Officials in Davie, a town about 26 miles north of Miami, announced Friday that charges would not be recommended against the gunman, Antonio Caccavale,43, because his actions were justified by his fear.
Likewise, police said, the Instacart driver will not be charged because he acted based on their own assessment of danger when the vehicle, moving erratically, struck a boulder and the shooter's foot.
Investigators said they did not have video of the incident and thus had to rely on the narratives of each side, which each had its own chronology and facts.
"Each party appear justified in their actions based on the circumstances they perceived," Detective Patrick Di Cintio said in a supplement to the police report on the matter.
It wasn't clear if the detective concluded the shooting was justified based on Florida's controversial "stand your ground" law, the first in the nation, which states that residents have no duty to retreat before using potentially deadly force to defend life, family, and property.
The police report stated that driver Waldes Thomas Jr. and companion Diamond Harley D'arville were attempting to make a grocery delivery on the evening of April 15 and were talking to the customer's wife on a cellphone for navigation help when the incident took place.
After the Honda Civic stopped on Caccavale's property, next door to the target of the delivery, the home of Instacart customer Daniel Orta, Caccavale's son came out at his father's behest to tell the pair in the car to stay off the property, according to the report.
It's not entirely clear what happened next, and in what order, but the driver and his companion said that Caccavale approached them aggressively, prompting their hasty exit, according to the document. The duo said Caccavale had grabbed or otherwise latched on to the vehicle as it was moving, the report stated.
Caccavale's foot was struck by the Civic, according to the police report, and Caccavale said he opened fire after that in order to prevent more injury and protect his family from the vehicle.
The resident said he had aimed his semiautomatic Smith & Wesson handgun at the vehicle's tires in an attempt to disable it as a threat, the report said.
"He stated that he shot out three rounds at the vehicle after the vehicle struck him," the police report stated. "He stated he fired his gun at the vehicle because he was in fear for his and his children's safety."
The Civic exited the property, and officers found it a few blocks away stopped on railroad tracks, the report stated. There were indications of round impacts on the car, and one tire was flat, it said.
Thomas and D'arville were clearly shaken, police said, but were otherwise were uninjured. The extent of Caccavale's foot injuries was not specified by police.
The duo said they heard gunfire only after they attempted leave as a result of what they called aggressive behavior from neighbor Caccavale.
“I had seen him pull out a gun and that’s when I said, ‘We got to go, we got to go,’” D’arville said. “I was scared, I’m not going to lie.”
Someone at Caccavale's phone number hung up when contacted by NBC South Florida.
Instacart said in a statement it reached out to Thomas and would cooperate with investigators if asked.
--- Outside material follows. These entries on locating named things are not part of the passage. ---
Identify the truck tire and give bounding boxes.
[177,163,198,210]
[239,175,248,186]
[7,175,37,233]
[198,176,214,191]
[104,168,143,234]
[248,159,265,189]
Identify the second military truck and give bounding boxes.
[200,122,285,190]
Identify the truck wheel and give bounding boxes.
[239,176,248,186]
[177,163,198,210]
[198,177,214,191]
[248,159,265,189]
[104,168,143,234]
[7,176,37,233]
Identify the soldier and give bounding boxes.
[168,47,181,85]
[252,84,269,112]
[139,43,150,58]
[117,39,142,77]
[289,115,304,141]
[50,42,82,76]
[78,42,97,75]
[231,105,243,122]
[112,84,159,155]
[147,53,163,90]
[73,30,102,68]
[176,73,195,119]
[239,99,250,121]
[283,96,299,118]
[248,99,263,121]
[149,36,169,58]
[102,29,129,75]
"The safety of the entire Instacart community is incredibly important to us, and we take immediate action when we receive reports of violence or threats of violence made against any member of the Instacart community," it said.
The San Francisco-based company, founded in 2012 and boosted by venture capital investment, helped establish contemporary grocery delivery that connects gig economy drivers with online customers, similar to Uber's platform that connects drivers with ride-seekers.
The state attorney for Broward County, Harold Pryor, told NBC South Florida he's requested a review of the case and of the Davie Police Department's conclusion that charges would not be warranted.
On April 13, a teenager mistook a very similar address in Kansas City, Missouri for the one where he was expected to retrieve siblings, police said. An elderly white resident, since charged with assault in the first degree and armed criminal action, opened fire and injured the Black teenager.
More cases of gunfire over mistaken locations, roadways, and vehicles have turned up in the wake of the the Missouri shooting of teen Ralph Yarl, helping to renew the national conversation on guns and equal justice.